On the representation of fourth and higher order anisotropic elasticity tensors in generalized continuum models

TL;DR

This paper reviews the classification and explicit computation of fourth-order anisotropic elasticity tensors, extending to non-symmetric matrices and providing general forms for various material symmetries in generalized continuum models.

Contribution

It introduces explicit formulas and classifications for fourth-order elasticity tensors, including non-symmetric cases, in generalized continuum models, expanding prior classical elasticity results.

Findings

Explicit tensor forms for orthotropic, isotropic, cubic, and transversely isotropic materials.

Extension of tensor classification to non-symmetric matrices.
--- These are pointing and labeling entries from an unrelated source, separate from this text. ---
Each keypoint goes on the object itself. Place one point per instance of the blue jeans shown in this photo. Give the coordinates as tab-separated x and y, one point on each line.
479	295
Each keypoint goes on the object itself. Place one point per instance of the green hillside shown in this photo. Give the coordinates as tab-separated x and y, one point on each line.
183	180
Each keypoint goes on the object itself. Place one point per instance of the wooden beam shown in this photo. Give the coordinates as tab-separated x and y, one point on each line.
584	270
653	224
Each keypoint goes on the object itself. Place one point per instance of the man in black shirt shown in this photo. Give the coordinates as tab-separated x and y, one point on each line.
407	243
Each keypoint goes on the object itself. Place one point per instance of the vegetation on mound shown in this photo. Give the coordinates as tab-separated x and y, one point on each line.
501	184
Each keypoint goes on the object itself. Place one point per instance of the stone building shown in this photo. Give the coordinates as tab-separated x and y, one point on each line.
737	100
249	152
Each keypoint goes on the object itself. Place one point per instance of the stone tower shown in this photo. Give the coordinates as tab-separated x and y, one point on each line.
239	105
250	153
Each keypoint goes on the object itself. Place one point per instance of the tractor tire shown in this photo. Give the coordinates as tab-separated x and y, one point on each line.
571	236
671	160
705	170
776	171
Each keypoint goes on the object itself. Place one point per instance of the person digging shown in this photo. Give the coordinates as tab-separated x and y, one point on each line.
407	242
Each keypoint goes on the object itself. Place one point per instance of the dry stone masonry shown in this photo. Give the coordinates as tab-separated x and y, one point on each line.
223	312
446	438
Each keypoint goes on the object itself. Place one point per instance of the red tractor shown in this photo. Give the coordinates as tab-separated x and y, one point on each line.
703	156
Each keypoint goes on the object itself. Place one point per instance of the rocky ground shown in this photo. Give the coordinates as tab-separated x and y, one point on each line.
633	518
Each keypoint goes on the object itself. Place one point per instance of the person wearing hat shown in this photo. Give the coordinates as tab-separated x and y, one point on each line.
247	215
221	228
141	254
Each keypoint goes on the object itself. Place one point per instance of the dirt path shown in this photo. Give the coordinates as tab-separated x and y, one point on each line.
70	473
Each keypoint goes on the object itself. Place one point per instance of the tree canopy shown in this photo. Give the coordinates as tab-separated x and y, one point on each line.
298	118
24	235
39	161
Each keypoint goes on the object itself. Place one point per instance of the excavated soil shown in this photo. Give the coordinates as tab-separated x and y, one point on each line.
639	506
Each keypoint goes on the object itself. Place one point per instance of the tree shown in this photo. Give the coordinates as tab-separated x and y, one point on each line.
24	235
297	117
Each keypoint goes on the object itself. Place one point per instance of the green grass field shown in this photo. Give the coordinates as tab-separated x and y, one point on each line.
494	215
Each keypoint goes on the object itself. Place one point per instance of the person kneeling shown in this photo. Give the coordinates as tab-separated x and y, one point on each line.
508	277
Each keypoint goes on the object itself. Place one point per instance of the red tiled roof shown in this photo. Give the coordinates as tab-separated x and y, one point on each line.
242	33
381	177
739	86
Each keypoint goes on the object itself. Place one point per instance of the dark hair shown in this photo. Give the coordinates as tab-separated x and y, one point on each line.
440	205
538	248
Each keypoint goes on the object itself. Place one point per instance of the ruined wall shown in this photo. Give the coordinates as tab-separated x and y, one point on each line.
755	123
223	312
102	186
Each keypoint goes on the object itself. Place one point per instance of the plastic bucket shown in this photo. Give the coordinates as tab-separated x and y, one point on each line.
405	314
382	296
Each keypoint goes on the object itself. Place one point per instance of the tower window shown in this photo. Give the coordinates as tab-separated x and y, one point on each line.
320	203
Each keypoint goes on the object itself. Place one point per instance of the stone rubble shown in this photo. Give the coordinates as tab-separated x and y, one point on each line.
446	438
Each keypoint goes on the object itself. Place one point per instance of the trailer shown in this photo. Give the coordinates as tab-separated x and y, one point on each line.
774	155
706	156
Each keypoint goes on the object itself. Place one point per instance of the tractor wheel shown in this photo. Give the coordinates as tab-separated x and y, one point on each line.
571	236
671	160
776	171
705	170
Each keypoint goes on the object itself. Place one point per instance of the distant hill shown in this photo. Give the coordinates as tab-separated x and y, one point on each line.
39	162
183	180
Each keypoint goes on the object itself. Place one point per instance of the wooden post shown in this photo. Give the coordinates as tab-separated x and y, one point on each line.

Detailed calculations and examples provided.

Abstract

The classification of all fourth-order anisotropic tensor classes for classical linear elasticity is well known. In this article, we review the related problem of explicitly computing the dimension and the expressions of the elements belonging to these classes, and we extend this computation to fourth-order elasticity tensors acting on non-symmetric matrices. These tensors naturally appear in generalized continuum models. Based on tensor symmetrization, we provide the most general forms of these tensors for orthotropic, transversely isotropic, cubic, and isotropic materials. We present a self-contained discussion and provide detailed calculations for simple examples.